Une complice de taille

Le jeune homme prétend avoir obtenu son diplôme de médecine auprès de son entourage et ne s'arrête pas là. Il réussit à se procurer un tampon encreur de médecin qu'il paramètre à son nom. Grâce à l'objet, il commence à rédiger de fausses ordonnance, de faux certificats médicaux et réussit même à obtenir des psychotropes, rapporte Egora. Pour rendre le mensonge encore plus vrai, il est aidé d'une complice : sa propre soeur. Assistante en chirurgie, elle lui procure la copie de trois dossiers médicaux.

L'injection de trop

L'imposture prend fin après trois ans de mensonge, en 2016, lorsque ses amis découvrent qu'il est en réalité employé dans un centre d'appels. Le jeune père de famille est allé beaucoup trop loin en injectant à un ami un produit "indéterminé" pour calmer ses douleurs dans le dos, selon les informations d'Egora. Le patient se retrouve alors avec une jambe ayant doublé de volume, l'obligeant à être hospitalisé.
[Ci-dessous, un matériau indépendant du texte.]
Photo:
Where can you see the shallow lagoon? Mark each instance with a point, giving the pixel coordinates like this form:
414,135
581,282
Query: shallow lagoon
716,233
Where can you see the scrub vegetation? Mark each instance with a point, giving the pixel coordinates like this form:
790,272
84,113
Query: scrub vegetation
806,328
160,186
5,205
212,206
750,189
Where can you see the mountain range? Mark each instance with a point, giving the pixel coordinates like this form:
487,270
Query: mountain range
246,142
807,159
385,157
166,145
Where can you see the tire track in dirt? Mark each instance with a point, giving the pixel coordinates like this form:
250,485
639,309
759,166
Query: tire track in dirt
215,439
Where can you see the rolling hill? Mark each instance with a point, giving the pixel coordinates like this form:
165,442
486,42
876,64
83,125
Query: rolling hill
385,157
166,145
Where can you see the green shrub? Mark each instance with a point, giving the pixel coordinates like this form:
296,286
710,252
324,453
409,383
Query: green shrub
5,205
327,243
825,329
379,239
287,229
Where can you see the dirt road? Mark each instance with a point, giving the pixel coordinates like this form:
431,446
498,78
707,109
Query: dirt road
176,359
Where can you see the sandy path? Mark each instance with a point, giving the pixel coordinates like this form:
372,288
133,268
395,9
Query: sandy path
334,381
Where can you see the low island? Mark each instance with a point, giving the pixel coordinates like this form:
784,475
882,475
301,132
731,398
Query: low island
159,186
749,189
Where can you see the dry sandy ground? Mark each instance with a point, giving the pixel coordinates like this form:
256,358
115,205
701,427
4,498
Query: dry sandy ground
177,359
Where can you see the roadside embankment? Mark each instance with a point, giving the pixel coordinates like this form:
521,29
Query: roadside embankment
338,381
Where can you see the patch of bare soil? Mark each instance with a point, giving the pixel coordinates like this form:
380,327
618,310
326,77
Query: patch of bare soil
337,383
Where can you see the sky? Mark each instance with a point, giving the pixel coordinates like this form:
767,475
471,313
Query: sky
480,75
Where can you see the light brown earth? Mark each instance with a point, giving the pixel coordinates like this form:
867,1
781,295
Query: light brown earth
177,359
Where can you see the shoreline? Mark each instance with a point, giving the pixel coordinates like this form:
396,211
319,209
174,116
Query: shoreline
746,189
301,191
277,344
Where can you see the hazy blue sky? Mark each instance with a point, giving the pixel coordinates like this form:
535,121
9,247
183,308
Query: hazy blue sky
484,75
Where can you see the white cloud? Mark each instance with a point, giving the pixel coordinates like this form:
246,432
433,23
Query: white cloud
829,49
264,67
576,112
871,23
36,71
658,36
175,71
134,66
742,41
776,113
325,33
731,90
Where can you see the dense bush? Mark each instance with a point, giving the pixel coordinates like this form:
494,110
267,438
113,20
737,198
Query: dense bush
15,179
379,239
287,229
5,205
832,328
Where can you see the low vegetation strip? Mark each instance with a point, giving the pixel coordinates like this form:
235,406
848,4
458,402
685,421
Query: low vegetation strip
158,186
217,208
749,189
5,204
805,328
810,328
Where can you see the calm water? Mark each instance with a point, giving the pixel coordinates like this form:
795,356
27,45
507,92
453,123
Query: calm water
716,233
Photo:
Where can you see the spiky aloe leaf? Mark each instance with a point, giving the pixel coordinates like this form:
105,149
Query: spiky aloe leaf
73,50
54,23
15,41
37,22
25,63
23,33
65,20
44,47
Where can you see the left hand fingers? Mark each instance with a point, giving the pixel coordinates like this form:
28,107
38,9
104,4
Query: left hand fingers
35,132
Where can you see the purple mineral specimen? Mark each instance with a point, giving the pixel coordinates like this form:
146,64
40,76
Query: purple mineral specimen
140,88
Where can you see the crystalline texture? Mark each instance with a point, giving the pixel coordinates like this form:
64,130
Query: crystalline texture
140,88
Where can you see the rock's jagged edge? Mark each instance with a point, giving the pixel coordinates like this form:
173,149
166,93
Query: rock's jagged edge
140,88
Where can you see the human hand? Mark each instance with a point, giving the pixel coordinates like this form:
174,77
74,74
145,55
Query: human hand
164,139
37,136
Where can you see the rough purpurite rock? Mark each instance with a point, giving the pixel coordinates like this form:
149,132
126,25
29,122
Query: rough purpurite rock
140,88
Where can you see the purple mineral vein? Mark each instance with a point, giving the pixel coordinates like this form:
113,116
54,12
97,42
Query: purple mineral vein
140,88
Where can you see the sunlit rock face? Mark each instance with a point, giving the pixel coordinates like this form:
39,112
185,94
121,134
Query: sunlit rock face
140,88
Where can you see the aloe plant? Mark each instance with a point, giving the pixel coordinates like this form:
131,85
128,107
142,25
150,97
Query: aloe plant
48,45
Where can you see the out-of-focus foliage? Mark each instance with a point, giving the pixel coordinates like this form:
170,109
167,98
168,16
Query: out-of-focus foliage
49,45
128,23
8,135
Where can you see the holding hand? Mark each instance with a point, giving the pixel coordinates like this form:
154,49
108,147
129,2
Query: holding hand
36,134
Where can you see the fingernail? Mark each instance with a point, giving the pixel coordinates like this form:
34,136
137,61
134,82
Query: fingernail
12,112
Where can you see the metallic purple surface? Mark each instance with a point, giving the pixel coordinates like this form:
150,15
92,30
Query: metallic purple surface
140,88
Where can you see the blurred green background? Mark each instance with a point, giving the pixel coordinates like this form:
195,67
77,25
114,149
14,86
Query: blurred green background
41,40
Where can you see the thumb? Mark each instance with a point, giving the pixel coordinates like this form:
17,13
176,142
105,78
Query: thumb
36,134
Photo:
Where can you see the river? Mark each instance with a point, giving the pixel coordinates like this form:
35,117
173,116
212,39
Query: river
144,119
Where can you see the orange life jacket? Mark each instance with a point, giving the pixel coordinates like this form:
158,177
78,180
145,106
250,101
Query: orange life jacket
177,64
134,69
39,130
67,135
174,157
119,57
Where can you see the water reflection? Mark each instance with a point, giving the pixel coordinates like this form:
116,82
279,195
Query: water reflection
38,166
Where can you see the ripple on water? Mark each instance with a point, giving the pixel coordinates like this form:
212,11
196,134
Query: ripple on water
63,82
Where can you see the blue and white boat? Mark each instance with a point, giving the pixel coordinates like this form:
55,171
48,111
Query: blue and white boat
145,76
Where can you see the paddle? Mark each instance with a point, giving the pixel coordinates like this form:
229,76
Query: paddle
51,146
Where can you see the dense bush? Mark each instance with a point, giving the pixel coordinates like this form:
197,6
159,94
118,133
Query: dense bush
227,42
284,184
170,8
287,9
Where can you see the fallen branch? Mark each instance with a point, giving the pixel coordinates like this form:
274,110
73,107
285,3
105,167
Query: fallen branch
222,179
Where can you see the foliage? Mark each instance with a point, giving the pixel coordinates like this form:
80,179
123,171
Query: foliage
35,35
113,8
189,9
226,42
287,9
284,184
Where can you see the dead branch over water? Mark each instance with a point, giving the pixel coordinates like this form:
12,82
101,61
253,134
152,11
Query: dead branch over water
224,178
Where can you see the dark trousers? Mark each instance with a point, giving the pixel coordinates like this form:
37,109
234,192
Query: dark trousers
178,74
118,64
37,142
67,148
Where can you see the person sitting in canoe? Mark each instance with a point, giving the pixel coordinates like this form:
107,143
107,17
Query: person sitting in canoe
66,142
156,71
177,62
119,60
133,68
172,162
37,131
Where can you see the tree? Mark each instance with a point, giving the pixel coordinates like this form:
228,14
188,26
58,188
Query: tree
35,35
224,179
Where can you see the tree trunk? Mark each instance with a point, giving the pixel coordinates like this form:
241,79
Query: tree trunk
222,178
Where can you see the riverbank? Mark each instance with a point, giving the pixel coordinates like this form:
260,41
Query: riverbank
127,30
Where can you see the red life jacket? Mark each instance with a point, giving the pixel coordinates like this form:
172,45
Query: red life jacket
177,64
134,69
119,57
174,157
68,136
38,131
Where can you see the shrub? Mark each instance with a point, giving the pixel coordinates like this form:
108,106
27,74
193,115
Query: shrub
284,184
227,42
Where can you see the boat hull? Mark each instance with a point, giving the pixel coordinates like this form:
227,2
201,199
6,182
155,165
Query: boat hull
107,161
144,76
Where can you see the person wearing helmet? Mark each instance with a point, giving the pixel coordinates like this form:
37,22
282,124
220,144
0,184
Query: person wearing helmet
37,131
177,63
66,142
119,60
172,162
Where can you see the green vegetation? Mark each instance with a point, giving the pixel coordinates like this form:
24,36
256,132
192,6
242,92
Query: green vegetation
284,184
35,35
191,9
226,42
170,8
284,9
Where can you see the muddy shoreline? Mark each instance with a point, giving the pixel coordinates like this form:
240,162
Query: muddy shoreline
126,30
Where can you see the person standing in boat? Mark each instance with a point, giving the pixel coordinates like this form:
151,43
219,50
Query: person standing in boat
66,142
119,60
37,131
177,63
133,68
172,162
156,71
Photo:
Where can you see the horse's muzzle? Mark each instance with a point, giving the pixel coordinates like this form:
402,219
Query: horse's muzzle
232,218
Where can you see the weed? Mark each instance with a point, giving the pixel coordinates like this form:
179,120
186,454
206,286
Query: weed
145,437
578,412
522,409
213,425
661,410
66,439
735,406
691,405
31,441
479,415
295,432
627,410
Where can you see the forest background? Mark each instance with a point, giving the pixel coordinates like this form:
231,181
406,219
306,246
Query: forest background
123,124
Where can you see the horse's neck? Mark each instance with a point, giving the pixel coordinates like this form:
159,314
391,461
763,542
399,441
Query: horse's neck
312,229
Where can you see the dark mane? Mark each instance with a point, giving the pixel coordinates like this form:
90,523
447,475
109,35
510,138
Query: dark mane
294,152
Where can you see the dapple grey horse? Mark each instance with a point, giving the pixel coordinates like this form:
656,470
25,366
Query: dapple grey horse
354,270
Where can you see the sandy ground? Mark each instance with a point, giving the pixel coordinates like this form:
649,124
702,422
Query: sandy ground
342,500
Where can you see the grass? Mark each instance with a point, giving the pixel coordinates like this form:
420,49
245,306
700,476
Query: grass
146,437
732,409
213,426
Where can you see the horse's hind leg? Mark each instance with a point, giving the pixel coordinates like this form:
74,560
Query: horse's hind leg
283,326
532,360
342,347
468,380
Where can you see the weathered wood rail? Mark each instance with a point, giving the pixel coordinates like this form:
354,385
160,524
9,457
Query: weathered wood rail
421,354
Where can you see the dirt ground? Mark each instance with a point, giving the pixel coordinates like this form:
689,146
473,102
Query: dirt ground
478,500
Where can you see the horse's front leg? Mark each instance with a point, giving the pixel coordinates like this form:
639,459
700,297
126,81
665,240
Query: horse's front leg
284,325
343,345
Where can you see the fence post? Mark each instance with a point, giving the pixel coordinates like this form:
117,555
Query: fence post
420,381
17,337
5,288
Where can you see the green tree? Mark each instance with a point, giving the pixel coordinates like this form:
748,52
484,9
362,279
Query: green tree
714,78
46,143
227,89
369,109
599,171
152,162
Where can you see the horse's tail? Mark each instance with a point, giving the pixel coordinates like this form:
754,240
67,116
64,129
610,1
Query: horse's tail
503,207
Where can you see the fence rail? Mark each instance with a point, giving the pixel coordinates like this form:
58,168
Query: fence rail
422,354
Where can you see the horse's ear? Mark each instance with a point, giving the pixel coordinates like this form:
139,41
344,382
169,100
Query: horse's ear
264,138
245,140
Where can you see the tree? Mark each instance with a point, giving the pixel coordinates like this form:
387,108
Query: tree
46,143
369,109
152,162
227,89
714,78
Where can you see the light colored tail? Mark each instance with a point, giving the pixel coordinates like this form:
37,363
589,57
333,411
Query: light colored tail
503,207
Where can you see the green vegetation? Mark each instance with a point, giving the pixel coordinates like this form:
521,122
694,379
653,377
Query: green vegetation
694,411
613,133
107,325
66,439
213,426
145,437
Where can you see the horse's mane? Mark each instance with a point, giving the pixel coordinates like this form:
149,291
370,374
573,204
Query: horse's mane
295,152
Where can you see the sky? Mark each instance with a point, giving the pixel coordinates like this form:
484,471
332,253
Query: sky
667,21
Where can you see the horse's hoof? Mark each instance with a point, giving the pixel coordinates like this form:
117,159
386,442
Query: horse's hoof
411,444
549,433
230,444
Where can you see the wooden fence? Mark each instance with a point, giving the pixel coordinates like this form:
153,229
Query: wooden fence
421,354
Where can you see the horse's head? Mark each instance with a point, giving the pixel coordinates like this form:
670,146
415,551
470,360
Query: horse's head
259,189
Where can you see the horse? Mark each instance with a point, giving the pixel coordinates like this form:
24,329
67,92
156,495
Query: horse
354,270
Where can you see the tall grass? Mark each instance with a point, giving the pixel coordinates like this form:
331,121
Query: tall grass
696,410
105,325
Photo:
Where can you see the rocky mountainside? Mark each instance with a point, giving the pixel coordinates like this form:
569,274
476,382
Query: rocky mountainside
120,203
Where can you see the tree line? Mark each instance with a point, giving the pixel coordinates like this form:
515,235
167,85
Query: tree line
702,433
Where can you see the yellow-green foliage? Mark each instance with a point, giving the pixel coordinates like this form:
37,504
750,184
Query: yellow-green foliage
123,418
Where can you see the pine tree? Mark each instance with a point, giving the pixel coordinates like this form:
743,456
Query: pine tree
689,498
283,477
8 ans de prison avec sursis

Mardi 27 mars 2018, se tenait le procès du jeune homme à Lausanne, en présence de plusieurs de ses amis. Le tribunal a prononcé la sentence : 8 ans de condamnation à la prison avec sursis et 11 000 euros d'amende et de dommages selon Egora. Sa soeur, quant à elle, a écopé d'un licenciement et sera également jugée. Une histoire qui fait froid dans le dos et interroge sur la confiance aveugle que l'on accorde aux professionnels de santé.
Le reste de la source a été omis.